Canada still contesting with Santa for arctic sovereignty

Photo: Mike Beauregard, Flickr

Despite another year of goodwill from Old St. Nick, Canada is holding steadfast to its claim over the North Pole, previously filed with the UN Commission on the Limits of the Continental Shelf.

“While we do appreciate Santa’s yearly pilgrimage, bestowing millions of gifts to Canadian children, we cannot continue to regard the North Pole as neutral territory,” said Paul Calandra, Parliamentary Secretary to the Prime Minister. “It is part of the ‘True North, Strong and Free’, and its economic and military value must be developed for the future of this nation.”

While the government has no plans to evict the Jolly Old Elf, documents are rumoured to exist that legally establish Canadian jurisdiction over the territory, with provisions for a legally-administered tract for Santa’s use in perpetuity.

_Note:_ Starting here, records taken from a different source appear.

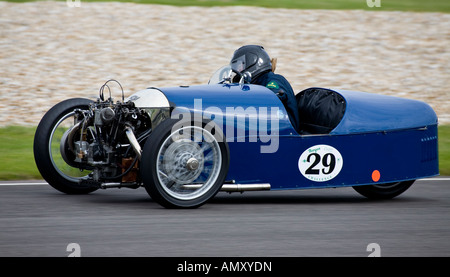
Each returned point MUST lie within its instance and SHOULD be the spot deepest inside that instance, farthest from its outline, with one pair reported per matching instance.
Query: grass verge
(17, 160)
(384, 5)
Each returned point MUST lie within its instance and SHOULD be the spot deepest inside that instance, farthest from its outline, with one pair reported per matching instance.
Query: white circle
(320, 163)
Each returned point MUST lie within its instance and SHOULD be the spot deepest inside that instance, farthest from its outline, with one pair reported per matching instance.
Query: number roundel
(320, 163)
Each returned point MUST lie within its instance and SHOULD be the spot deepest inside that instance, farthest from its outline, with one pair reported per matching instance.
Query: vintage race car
(184, 144)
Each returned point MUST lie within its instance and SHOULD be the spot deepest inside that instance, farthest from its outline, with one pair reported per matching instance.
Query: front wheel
(53, 165)
(383, 191)
(184, 166)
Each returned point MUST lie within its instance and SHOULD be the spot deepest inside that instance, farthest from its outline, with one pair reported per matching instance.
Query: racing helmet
(252, 59)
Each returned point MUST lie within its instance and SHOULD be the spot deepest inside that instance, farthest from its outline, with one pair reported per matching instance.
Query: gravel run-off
(50, 52)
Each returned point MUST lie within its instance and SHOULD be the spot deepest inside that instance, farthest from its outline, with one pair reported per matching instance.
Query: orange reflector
(376, 175)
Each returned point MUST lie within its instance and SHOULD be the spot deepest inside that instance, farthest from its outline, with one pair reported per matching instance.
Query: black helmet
(251, 58)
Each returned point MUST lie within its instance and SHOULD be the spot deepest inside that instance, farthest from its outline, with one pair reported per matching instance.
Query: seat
(320, 110)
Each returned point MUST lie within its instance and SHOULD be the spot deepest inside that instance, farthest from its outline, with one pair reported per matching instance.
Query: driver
(253, 60)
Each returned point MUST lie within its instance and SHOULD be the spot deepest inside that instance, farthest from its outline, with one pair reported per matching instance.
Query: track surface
(36, 220)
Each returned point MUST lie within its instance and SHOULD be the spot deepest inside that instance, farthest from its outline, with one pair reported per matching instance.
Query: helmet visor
(238, 64)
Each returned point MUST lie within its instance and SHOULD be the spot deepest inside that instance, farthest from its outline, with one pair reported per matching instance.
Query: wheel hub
(183, 161)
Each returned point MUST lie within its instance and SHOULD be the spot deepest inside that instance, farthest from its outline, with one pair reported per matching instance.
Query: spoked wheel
(53, 160)
(383, 191)
(184, 166)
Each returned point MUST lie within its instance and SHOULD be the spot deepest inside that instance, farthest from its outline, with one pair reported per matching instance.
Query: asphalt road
(36, 220)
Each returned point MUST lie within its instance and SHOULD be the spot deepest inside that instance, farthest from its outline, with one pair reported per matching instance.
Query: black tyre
(184, 166)
(52, 165)
(383, 191)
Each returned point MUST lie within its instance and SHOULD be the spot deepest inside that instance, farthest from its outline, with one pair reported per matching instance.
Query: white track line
(10, 183)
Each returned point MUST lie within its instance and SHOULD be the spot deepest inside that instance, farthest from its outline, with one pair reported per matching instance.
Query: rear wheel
(53, 162)
(184, 166)
(383, 191)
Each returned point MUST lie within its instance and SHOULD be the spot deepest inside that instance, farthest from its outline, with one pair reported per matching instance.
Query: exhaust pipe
(133, 141)
(235, 187)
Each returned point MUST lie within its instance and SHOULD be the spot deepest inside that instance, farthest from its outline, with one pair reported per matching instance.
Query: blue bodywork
(393, 137)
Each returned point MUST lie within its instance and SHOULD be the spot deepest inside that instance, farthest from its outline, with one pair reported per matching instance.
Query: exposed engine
(105, 139)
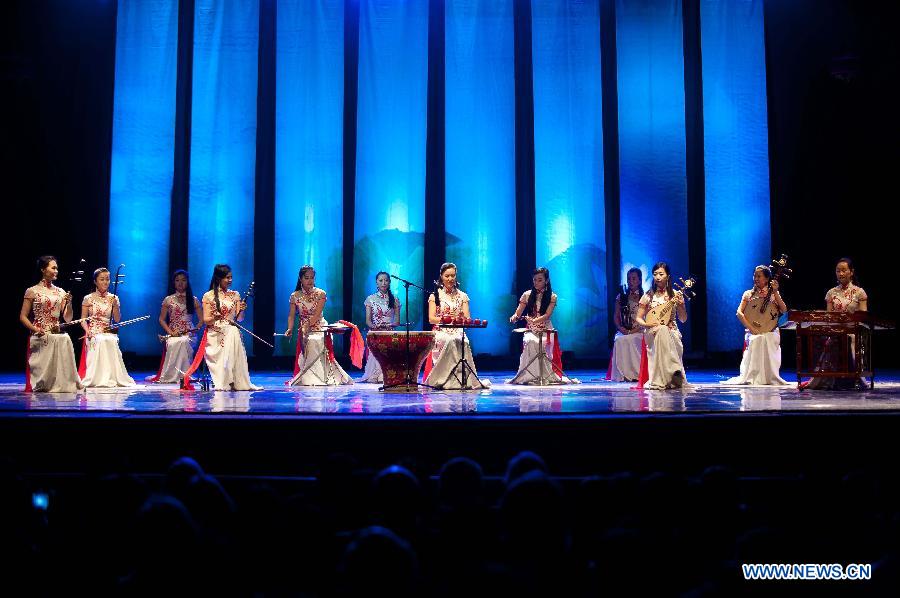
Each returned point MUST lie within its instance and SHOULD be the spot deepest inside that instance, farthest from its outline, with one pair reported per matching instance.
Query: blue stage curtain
(223, 141)
(389, 219)
(652, 168)
(568, 158)
(309, 151)
(143, 148)
(480, 167)
(735, 142)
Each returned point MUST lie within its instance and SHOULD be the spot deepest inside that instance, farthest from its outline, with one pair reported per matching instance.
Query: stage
(593, 397)
(582, 429)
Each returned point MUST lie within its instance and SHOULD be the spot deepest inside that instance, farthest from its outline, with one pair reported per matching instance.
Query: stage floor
(593, 396)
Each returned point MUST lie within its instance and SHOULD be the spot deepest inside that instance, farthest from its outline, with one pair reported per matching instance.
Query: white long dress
(664, 350)
(105, 367)
(625, 361)
(382, 318)
(449, 344)
(225, 355)
(530, 368)
(761, 361)
(316, 365)
(179, 349)
(842, 300)
(51, 357)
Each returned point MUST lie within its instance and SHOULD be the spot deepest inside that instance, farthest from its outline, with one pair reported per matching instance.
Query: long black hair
(390, 294)
(849, 263)
(545, 299)
(44, 261)
(438, 283)
(220, 271)
(97, 273)
(188, 293)
(665, 267)
(303, 270)
(640, 280)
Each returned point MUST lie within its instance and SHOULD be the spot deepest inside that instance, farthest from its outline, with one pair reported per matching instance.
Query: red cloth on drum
(329, 344)
(82, 362)
(198, 359)
(644, 374)
(28, 365)
(161, 362)
(557, 354)
(357, 345)
(429, 363)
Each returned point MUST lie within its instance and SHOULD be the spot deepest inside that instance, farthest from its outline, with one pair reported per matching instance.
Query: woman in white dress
(382, 313)
(664, 347)
(51, 357)
(104, 367)
(847, 297)
(176, 317)
(538, 304)
(625, 361)
(447, 301)
(761, 360)
(315, 364)
(224, 350)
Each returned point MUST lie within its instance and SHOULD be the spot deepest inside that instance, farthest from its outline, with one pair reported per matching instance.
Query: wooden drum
(389, 348)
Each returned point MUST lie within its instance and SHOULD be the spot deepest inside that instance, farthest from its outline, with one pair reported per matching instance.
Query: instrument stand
(542, 359)
(463, 364)
(409, 382)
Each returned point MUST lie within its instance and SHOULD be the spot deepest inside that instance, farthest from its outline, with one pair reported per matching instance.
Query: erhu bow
(251, 291)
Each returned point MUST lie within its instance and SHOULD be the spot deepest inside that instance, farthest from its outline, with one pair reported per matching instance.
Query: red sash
(357, 346)
(162, 360)
(82, 362)
(644, 374)
(28, 365)
(198, 358)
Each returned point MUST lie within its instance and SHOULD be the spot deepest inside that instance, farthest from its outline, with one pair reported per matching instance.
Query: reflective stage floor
(592, 397)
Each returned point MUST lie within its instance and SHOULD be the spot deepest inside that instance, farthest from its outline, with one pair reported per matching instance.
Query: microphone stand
(409, 382)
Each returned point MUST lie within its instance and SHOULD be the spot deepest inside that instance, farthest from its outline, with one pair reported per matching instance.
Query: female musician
(315, 362)
(625, 361)
(846, 297)
(51, 357)
(176, 317)
(664, 348)
(538, 304)
(450, 343)
(225, 355)
(382, 313)
(105, 367)
(762, 353)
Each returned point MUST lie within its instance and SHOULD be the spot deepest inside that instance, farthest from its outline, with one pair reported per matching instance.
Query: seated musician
(846, 297)
(538, 304)
(625, 361)
(761, 360)
(450, 344)
(382, 313)
(314, 364)
(664, 347)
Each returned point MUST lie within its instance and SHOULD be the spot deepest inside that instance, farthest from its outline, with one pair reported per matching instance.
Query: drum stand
(409, 382)
(463, 364)
(543, 365)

In response, former KGB officer and current Russian President Vladimir Putin declared that “Santa Claus is a citizen of the world” and called for the immediate establishment of Russian military presence in the region, to ensure that end.

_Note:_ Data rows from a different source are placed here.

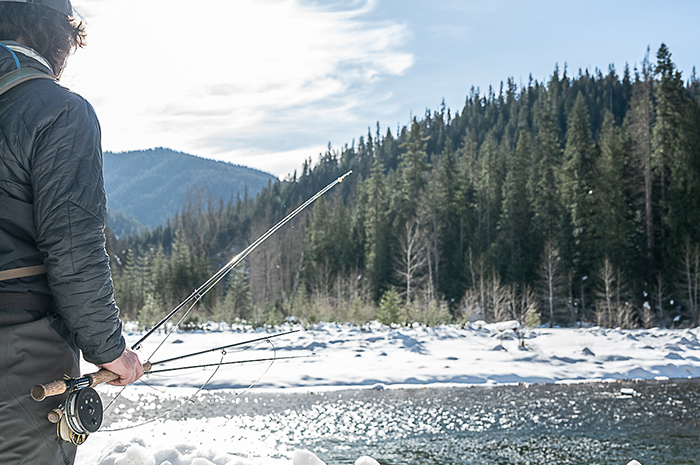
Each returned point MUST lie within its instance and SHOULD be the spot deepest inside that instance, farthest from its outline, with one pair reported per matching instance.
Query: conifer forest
(575, 201)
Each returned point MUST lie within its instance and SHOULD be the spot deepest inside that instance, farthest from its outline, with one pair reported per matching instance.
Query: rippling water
(600, 423)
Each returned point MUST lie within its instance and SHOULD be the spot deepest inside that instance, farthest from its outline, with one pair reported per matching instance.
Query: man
(56, 293)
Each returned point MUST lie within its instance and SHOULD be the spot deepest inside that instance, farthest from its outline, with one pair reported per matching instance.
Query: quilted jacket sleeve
(69, 212)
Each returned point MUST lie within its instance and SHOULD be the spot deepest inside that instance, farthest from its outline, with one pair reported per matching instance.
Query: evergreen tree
(515, 222)
(576, 180)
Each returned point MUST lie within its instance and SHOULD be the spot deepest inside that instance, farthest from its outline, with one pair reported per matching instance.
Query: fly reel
(80, 415)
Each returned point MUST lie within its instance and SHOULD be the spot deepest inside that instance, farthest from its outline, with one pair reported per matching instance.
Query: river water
(655, 422)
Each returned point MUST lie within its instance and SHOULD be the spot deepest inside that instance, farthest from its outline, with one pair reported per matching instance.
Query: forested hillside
(146, 187)
(575, 200)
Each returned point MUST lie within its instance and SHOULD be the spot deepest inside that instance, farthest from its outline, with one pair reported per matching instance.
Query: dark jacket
(52, 206)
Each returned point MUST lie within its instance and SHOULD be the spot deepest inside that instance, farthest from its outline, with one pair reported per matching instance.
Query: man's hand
(128, 367)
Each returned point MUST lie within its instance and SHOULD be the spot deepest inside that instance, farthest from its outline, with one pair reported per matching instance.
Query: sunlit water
(600, 423)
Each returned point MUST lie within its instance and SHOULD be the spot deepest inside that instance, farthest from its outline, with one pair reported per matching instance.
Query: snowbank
(377, 357)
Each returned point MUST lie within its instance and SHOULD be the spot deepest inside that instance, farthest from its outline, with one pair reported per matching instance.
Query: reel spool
(82, 414)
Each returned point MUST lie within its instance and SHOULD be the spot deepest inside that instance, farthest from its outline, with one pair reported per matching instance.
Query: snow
(342, 356)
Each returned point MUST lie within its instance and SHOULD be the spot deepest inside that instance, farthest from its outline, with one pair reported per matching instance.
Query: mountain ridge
(146, 187)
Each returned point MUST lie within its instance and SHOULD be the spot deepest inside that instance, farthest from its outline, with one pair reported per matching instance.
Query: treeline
(576, 200)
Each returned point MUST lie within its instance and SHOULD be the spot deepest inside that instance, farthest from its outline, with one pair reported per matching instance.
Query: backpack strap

“While Canada’s agreement selfishly requires Comrade Claus to guarantee priority delivery for Canadian children, our own offer carries no such requirement,” Putin alleged. “Furthermore, our Kremlin military installation would be used solely to protect Santa from terrorist threats and guarantee equal treatment for all the world’s children.”

Meanwhile, the United States, which has yet to ratify the maritime treaty and is not entitled to submit a scientific claim to the UN commission, expressed amusement at the dispute.

“We sincerely love our Canadian neighbors and wholeheartedly support their submission to the UN commission,” said Charles Gallegos, an international law expert and former adviser to the Bush administration. “As ‘America’s Hat’ any acquisition by Canada is a de facto presence for our government.”

When asked how Denmark’s arctic claims factored into the equation, Mr. Gallegos collapsed in a fit of laughter and required transport by emergency services for treatment at an area hospital.